There are some technical facts about wheel diameters & widths which apply here.
First of all, the Mini was designed to have 5-20 x 10 cross ply tyres which translated into 145/80 x 10 radials. This allowed the tyre depth to do quite a lot of the suspension work and it worked well.
The 165/70 x 10 tyre performed the same function as the sideway depth was almost identical. The 165 tyre width gave better road-holding in the dry and in the wet the later compounds used in the 165 combined with better tread patterns meant they were virtually as good in the wet.
Then, to suit the Rover stylists the 13" wheel was introduced with a 175/50 x 13 tyre. Thus the suspension work previously done by the tyre depth could no longer happen as designed. The wider tyre is better on a very smooth and dry road, but in the wet or on a slippy surface it will not be as good due to reduced contact pressure. Ideally with a 13" wheel and 175/50 tyre the ride height should be increased and the damping softened to try to replace some of the suspension travel.
Now, moving on to wheel width, the original and never altered steering geometry was designed for a 3.5" wide wheel with a 5-20 or 145 section width tyre. Any increase in the nominal track will alter the geometry away from that as designed. It is known as altering the 'scrub angle'. With a 4.5" wheel it is only a small issue, but when wheel widths increase to 7", the overall effect is an increase in effective track of 3.5" and that is a lot. Thus the steering geometry is 'screwed up' with consequent deterioration in handling, although dry road-holding may still be reasonably OK, especially on a smooth surface. Racing cars running wide sticky slick tyres will have good road-holding because the stickiness of the rubber beats the steering deteroriation, but that's not applicable to road cars.

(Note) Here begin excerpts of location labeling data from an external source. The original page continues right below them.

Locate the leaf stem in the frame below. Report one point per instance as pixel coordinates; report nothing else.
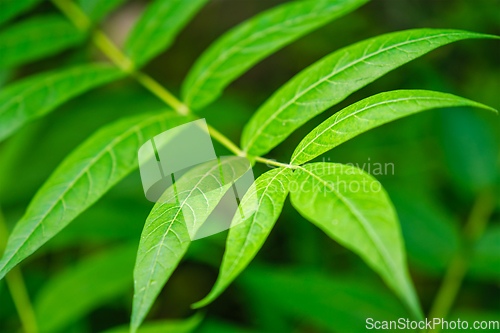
(101, 41)
(17, 288)
(457, 269)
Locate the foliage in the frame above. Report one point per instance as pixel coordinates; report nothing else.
(363, 219)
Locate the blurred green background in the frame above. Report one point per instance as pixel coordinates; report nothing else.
(301, 281)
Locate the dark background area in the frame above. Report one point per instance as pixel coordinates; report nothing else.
(301, 281)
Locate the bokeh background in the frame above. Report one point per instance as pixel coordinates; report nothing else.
(444, 162)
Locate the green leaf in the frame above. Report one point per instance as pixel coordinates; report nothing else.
(369, 113)
(38, 95)
(423, 218)
(81, 179)
(485, 261)
(334, 303)
(260, 207)
(335, 77)
(248, 43)
(97, 9)
(165, 326)
(92, 282)
(36, 38)
(168, 229)
(158, 27)
(351, 207)
(12, 8)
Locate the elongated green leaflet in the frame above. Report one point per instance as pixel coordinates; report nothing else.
(370, 113)
(335, 77)
(248, 43)
(81, 179)
(261, 208)
(12, 8)
(158, 27)
(338, 303)
(183, 208)
(165, 326)
(36, 38)
(38, 95)
(91, 283)
(97, 9)
(351, 207)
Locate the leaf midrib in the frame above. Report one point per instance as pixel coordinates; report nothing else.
(179, 209)
(329, 76)
(358, 111)
(240, 252)
(133, 130)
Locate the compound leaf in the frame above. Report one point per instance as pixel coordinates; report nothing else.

The choice is the owner's, of course, but no amount of B.S. can overcome the basic engineering factors which is that a Mini will always handle best on narrow small diameter wheels with 145 section tyres.
Incidentally, there is a 165/55 x 13 tyre available which would run on a 4.5 x 13" wheel with standard datum offset. I wonder if anyone has considered this as a compromise.
Edited by Cooperman, 29 July 2014 - 10:32 PM.